AstraZeneca now could win approval for treating a broad range of patients with acute coronary syndromes, which includes heart attacks and chest pain, he said.
Fernandez said the final FDA ruling could slip beyond the September deadline, ... but I think we're going to see this drug on the market in the U.S. and Europe in 2011.
Brilinta would compete directly with Plavix, the standard anti-clotting drug now given to prevent heart attacks. Sold by Sanofi-Aventis and Bristol-Myers Squibb , Plavix is world's second-best selling drug with annual sales of about $9 billion.
In AstraZeneca's study, Brilinta proved better than Plavix in preventing heart-related problems linked to blood clots. After one year, 9.8 percent of Brilinta patients had suffered a heart attack, stroke or cardiovascular-related death, compared with 11.7 percent in the Plavix group.
Brilinta did not increase the chances of major bleeding, a serious risk of anti-clotting drugs.
But the AstraZeneca drug did not help the roughly 9 percent of patients who were from North America.
The company argued that higher aspirin doses routinely given in the United States might have interacted with Brilinta and a lower aspirin dose could have yielded benefits similar to those seen in other countries.
FDA reviewers questioned that theory, and panel members said they could not find an explanation.
There is great uncertainty about this issue, said Dr.

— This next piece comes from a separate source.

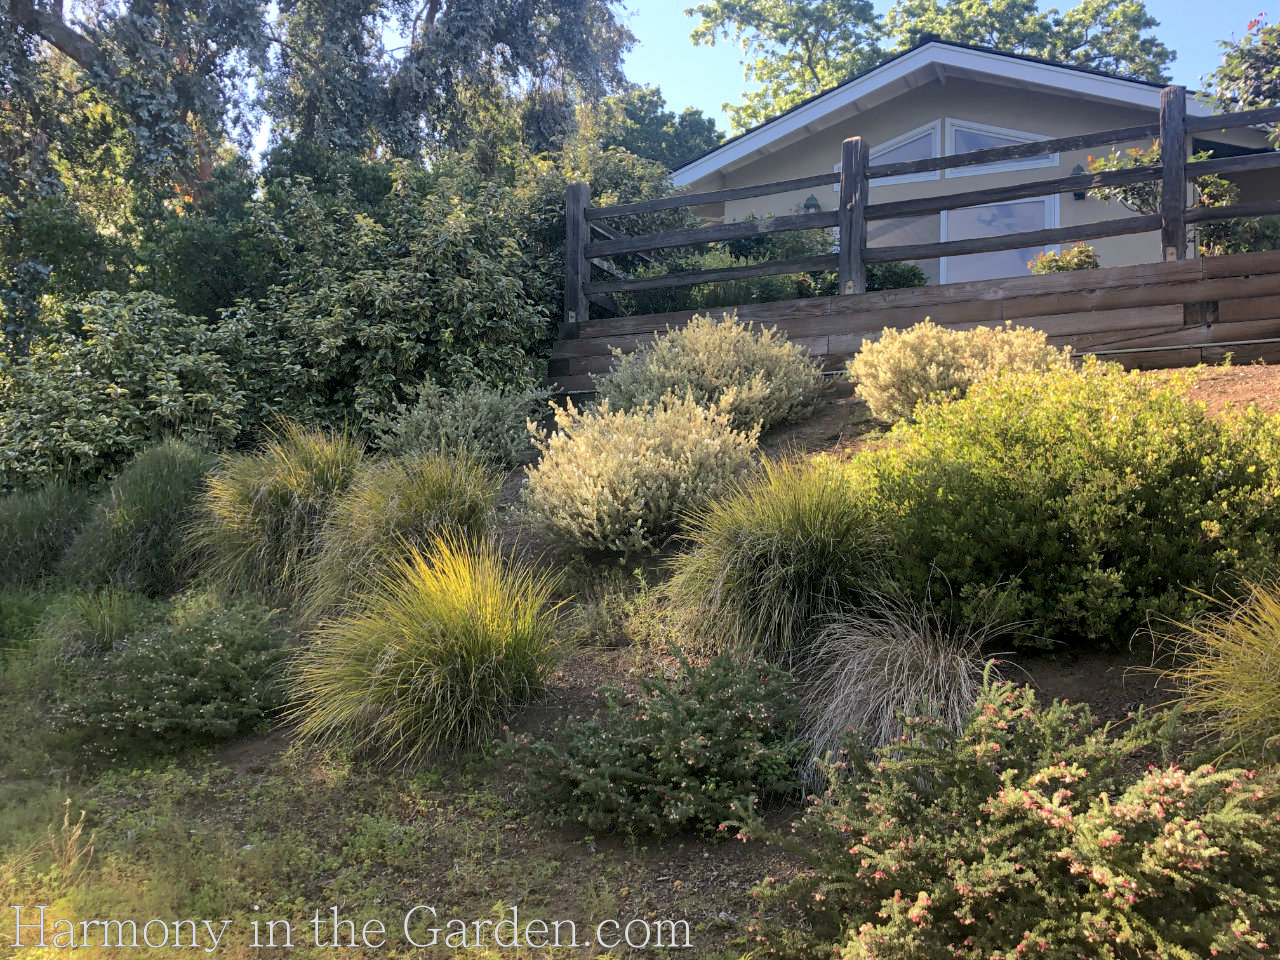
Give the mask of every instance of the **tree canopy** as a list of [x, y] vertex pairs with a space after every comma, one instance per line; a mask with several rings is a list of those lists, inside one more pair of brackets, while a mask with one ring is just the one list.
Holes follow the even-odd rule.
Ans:
[[878, 16], [869, 0], [704, 0], [691, 39], [733, 41], [759, 83], [725, 104], [735, 130], [762, 123], [932, 35], [1144, 80], [1168, 79], [1174, 53], [1151, 31], [1143, 0], [1081, 0], [1041, 10], [1037, 0], [897, 0]]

Sanjay Kaul, the panel's chairman and a cardiologist at Cedars Sinai Medical Center in Lost Angeles.
Some panelists urged a post-approval study of the drug's effects in U.S. patients.
Plavix and Brilinta work by stopping blood platelets from sticking together and forming clots that can cause heart attacks and strokes.
AstraZeneca said it was pleased with the panel votes.
We look forward to working with the FDA as it continues to review the drug, AstraZeneca Chief Medical Officer Howard Hutchinson told reporters.